A robust browser automation tool for AI agents - control browsers via CLI or IPC

These details have been verified by PyPI

Project links

GitHub Statistics

Maintainers

abhinav.nigam86

These details have not been verified by PyPI

Project description

agent-browser

Browser automation for AI agents. Control browsers via MCP (Model Context Protocol) or CLI.

Installation

pip install ai-agent-browser
playwright install chromium

Quick Start by AI Tool

Most AI coding assistants support MCP (Model Context Protocol). Add agent-browser to your tool's config and the AI handles everything automatically.

Claude Code

claude mcp add agent-browser -- agent-browser-mcp --allow-private

Or manually edit ~/.claude/claude_desktop_config.json:

{
  "mcpServers": {
    "agent-browser": {
      "command": "agent-browser-mcp",
      "args": ["--allow-private"]
    }
  }
}

Claude Desktop

Edit ~/Library/Application Support/Claude/claude_desktop_config.json (macOS) or %APPDATA%\Claude\claude_desktop_config.json (Windows):

{
  "mcpServers": {
    "agent-browser": {
      "command": "agent-browser-mcp",
      "args": ["--allow-private"]
    }
  }
}

Cursor

Edit ~/.cursor/mcp.json:

{
  "mcpServers": {
    "agent-browser": {
      "command": "agent-browser-mcp",
      "args": ["--allow-private"]
    }
  }
}

Windsurf

Edit ~/.codeium/windsurf/mcp_config.json:

{
  "mcpServers": {
    "agent-browser": {
      "command": "agent-browser-mcp",
      "args": ["--allow-private"]
    }
  }
}

VS Code + Cline

Open Cline settings and add to MCP Servers:

{
  "agent-browser": {
    "command": "agent-browser-mcp",
    "args": ["--allow-private"]
  }
}

gemini-cli

Edit ~/.gemini/settings.json:

{
  "mcpServers": {
    "agent-browser": {
      "command": "agent-browser-mcp",
      "args": ["--allow-private"]
    }
  }
}

OpenAI Codex CLI

codex --mcp-config mcp.json

Create mcp.json in your project:

{
  "mcpServers": {
    "agent-browser": {
      "command": "agent-browser-mcp",
      "args": ["--allow-private"]
    }
  }
}

Aider (CLI Mode)

Aider doesn't support MCP yet. Use CLI mode instead:

# Add to your aider config or prompt:
# "You can control a browser using agent-browser CLI commands"

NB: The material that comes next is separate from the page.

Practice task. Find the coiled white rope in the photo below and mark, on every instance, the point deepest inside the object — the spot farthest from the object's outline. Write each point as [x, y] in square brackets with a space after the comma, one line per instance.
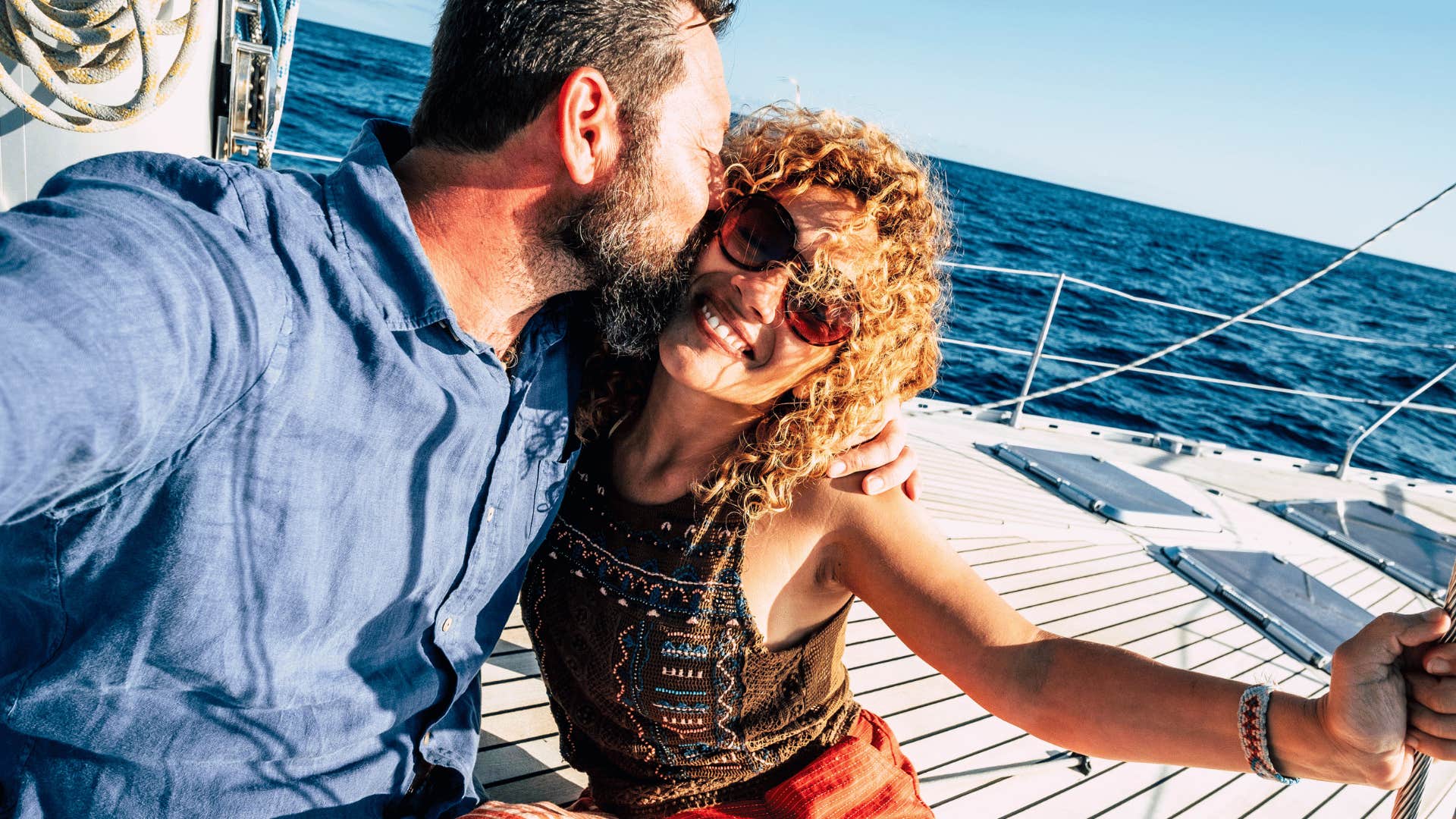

# In one terminal, start the browser:
agent-browser start http://localhost:3000 --session dev

# Aider can then run commands like:
agent-browser cmd screenshot --session dev
agent-browser cmd click "#login" --session dev
agent-browser cmd fill "#email" "test@example.com" --session dev

Other MCP Clients

For any MCP-compatible client, the server command is:

agent-browser-mcp [OPTIONS]

Options:
  --allow-private  Allow localhost/private IPs (for local development)
  --visible        Show browser window (for debugging)

What Can It Do?

agent-browser provides 74 browser automation tools organized into categories:

Category	Tools	Examples
Navigation	5	`goto`, `back`, `forward`, `reload`, `get_url`
Interactions	9	`click`, `fill`, `type`, `select`, `press`, `hover`, `upload`
Waiting	6	`wait_for`, `wait_for_text`, `wait_for_url`, `wait_for_change`
Data Extraction	6	`screenshot`, `text`, `value`, `attr`, `count`, `evaluate`
Assertions	3	`assert_visible`, `assert_text`, `assert_url`
Page State	5	`scroll`, `viewport`, `cookies`, `storage`, `clear`
Debugging	3	`console`, `network`, `dialog`
Agent Utilities	7	`page_state`, `validate_selector`, `suggest_next_actions`, `browser_status`
Perception	3	`get_page_markdown`, `get_accessibility_tree`, `find_relative`
Advanced	3	`highlight`, `mock_network`, `clear_mocks`
Video Production	24	`start_recording`, `generate_voiceover`, `spotlight`, `add_text_overlay`, `camera_zoom`

For AI agents: See AGENT.md for a concise reference with selector syntax, common patterns, and tool safety levels.

Feature Showcase

Research & Extraction	Cross-Page Audits	Data Operations

Autonomous web research	Multi-page analysis	Table scraping to structured data

Common Use Cases

Test a Local Web App

You: "Test the login flow on my React app at localhost:3000"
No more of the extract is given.